Search instability is intrinsic: cutoffs return bounds, and TT/PVS re-searches can change the chosen move while keeping the root value correct. Separate benign from malignant instability by comparing against a pruning-off, TT-off search.
Quiescence search (with stand-pat and delta pruning) extends leaves along noisy moves to defeat the horizon effect; without it, any material-aware eval is tactically blind.
Selective search trades soundness for depth (null-move — unsound in zugzwang; LMR; extensions; futility); each must be validated by SPRT self-play, never by intuition.
Time management uses iterative deepening's anytime property with soft/hard limits and a safety margin; never lose on time, and always return the last completed iteration's move.
Parallel search is hard because pruning is sequential; Lazy SMP with a shared (lockless-verified) TT is the pragmatic default, with sublinear speedup.
Test relentlessly: alpha-beta == minimax on small games, TT-on == TT-off, negamax == MAX/MIN, perft for move generation, and SPRT for strength.

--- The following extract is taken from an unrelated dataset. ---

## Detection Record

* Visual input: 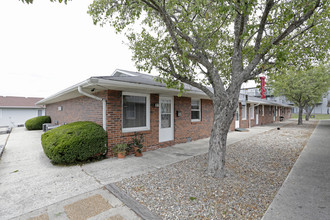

Instrument first-move-cutoff rate and effective branching factor to localize regressions.

Decision summary¶

Small, fully searchable game → plain alpha-beta to the end; verify against minimax.
Large game, fixed eval → negamax + alpha-beta + TT + iterative deepening + quiescence.
Tactical game with material eval → quiescence is mandatory; add extensions on checks/recaptures.
Endgames / zugzwang risk → disable null-move pruning when material is low.
Under a clock → iterative deepening with soft/hard time limits and a safety margin.
Multi-core → Lazy SMP with a shared, lockless-verified TT; keep a deterministic single-thread debug mode.
Validating a heuristic change → SPRT self-play match, not eyeballing.
Sharing a TT across threads → lockless key-XOR-data writes; keep a deterministic single-thread debug mode.
A search bug suspected → bisect by subsystem: perft for move generation, alpha-beta-vs-minimax for the search core, eval-sanity positions for the evaluation, TT-on-vs-off for table handling.

Mental checklist for a new engine¶

Move generation first, validated by perft — nothing downstream is trustworthy until this is exact.
Plain negamax + alpha-beta, validated against full minimax on small positions.
Iterative deepening + a transposition table with correct flags and a depth guard.
Move ordering (TT move, captures, killers, history) — the biggest single speedup.
Quiescence search before trusting any material-based evaluation.
Time management (soft/hard limits, never lose on time).
Selective heuristics (null-move, LMR, extensions), each gated by SPRT.
Parallel search (Lazy SMP) last, with a deterministic fallback.

Skipping or misordering these steps is the usual cause of an engine that is fast but wrong, or correct but weak.

References to study further: Knuth & Moore on alpha-beta analysis; the Chess Programming Wiki (transposition tables, Zobrist, quiescence, null-move, LMR, Lazy SMP, SPRT); Russell & Norvig on adversarial search; Marsland & Campbell on parallel game-tree search. Sibling topics: 14-nim, 15-sprague-grundy, 17-game-dp, 26-games-on-graphs.